According to Digital Commerce 360 and Adobe Analytics, “Ecommerce sales crossed a record $5 billion on Thanksgivingsurged 21.6% on Black Friday, and increased 15.1% on Cyber Monday. And though we’re still waiting on the final numbers, should Adobe’s prediction for holiday sales prove accurate and online holiday season spending reach $189 billion, representing 33% growth year-over-year (YoY), 2020 will be permanently cemented into the holiday e-commerce sales record books.

But unfortunately for retailers, what goes out… might just come back. According to CBRE, e-commerce returns this season could total as much as $70.5 billion, a 73% increase from the previous five-year average, which means reverse logistics operations for many retailers will be tested like never before. In fact, the National Retail Federation predicts budgets for global reverse logistics technologies will also increase in 2021 — forecast last year to hit $604 billion by 2025 — as retailers look to streamline the consumer experience and minimize returns costs.

A Multi-Carrier Shipping System Enables Faster, Better Returns Management

Optimizing reverse logistics often comes down to having sophisticated logistics management practices in place, and a cloud-based multi-carrier shipping system will streamline returns shipping execution and reduce returns shipping costs. The most sophisticated solutions offer shippers the ability to determine the best returns policy and carrier services by automatically rate shopping across carriers in the retailer’s transportation network, selecting the most appropriate carrier services based on established business rules, printing necessary paperwork and labels, tracking inbound shipments, and auditing the entire shipping and returns process to identify cost-saving opportunities throughout the fulfillment lifecycle.

Tips to Reducing the Financial Impact of Returns

Dealing with e-commerce reverse logistics can be expensive. Statista projected return costs, including delivery and restocking, would reach $550 billion in 2020 alone, prompting retailers to aggressively work to reduce the cost and volume of returns long before peak season hit.

For some companies, the strategy is to avoid returns altogether. Many luxury brands have opted to go this route, choosing to skip the shipping, handling, and re-stocking expenses and improve customer service in one motion. E-tailers (sellers with no brick-and-mortar stores) are now increasingly following suit, sometimes telling customers to keep incorrect products and avoid the cost of returns, and in a new development, big box retailers such as Walmart and Target are also telling their customers to keep what they don’t want.

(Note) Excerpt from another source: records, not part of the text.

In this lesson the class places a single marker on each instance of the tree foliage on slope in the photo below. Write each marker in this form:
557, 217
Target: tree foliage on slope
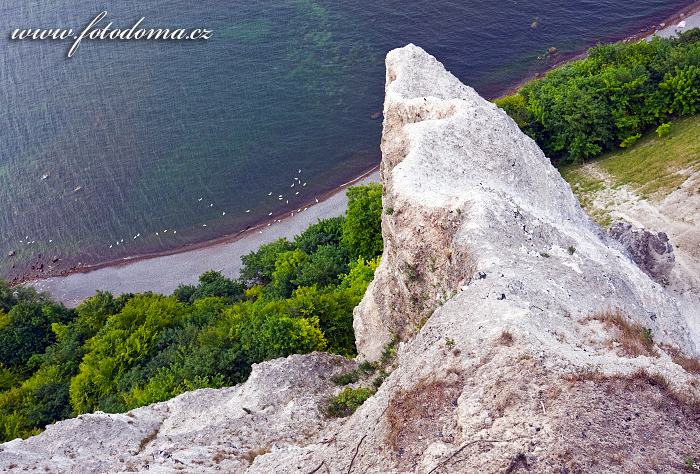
589, 106
114, 354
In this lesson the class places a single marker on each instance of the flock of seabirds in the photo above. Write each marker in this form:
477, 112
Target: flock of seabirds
296, 183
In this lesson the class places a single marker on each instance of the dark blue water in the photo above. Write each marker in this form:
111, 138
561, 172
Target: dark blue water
146, 129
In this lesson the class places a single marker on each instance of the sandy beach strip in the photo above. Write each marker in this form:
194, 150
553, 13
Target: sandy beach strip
163, 274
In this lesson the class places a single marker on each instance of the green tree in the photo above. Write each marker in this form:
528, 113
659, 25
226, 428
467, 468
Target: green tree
362, 228
323, 267
285, 276
258, 266
324, 232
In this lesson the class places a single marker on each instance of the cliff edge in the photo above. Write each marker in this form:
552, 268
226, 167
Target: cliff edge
530, 341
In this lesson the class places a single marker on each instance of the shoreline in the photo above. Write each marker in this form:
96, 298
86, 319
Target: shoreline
163, 273
668, 29
199, 245
69, 285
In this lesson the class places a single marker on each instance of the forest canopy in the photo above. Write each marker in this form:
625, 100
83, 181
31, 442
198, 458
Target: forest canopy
607, 100
117, 353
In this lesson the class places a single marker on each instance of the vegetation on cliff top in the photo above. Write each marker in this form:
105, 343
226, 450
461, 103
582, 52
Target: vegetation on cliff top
117, 353
607, 100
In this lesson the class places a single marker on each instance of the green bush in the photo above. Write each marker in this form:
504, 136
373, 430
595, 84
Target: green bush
114, 354
663, 130
346, 402
589, 106
362, 228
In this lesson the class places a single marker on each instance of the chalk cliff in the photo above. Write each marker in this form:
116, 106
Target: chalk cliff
530, 340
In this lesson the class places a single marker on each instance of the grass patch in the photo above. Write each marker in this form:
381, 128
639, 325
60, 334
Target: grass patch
633, 339
651, 167
689, 364
347, 401
506, 339
584, 186
365, 368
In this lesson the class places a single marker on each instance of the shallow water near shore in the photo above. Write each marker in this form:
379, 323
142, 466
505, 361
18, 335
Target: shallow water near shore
169, 144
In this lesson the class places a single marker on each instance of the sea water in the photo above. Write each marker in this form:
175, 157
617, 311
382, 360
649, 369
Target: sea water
132, 147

Other retailers, however, choose a different path and instead opt to handle returns and re-stock and re-sell their inventory. For these retailers, here are a few tips for streamlining returns processes and mitigating returns costs:

1. Move away from a single carrier strategy

If we have learned anything as a result of the COVID-19 pandemic, it’s that businesses need multiple carriers contracted and ready to go, and a multi-carrier shipping system to rate and rate shop carrier services across the transportation network. A multi-carrier shipping system will enable you to select the optimal carrier service for each return shipment according to your carrier contracts and business rules, balancing capacity, optimizing spend, and preventing inbound shipping delays so you can re-stock and re-sell inventory quickly.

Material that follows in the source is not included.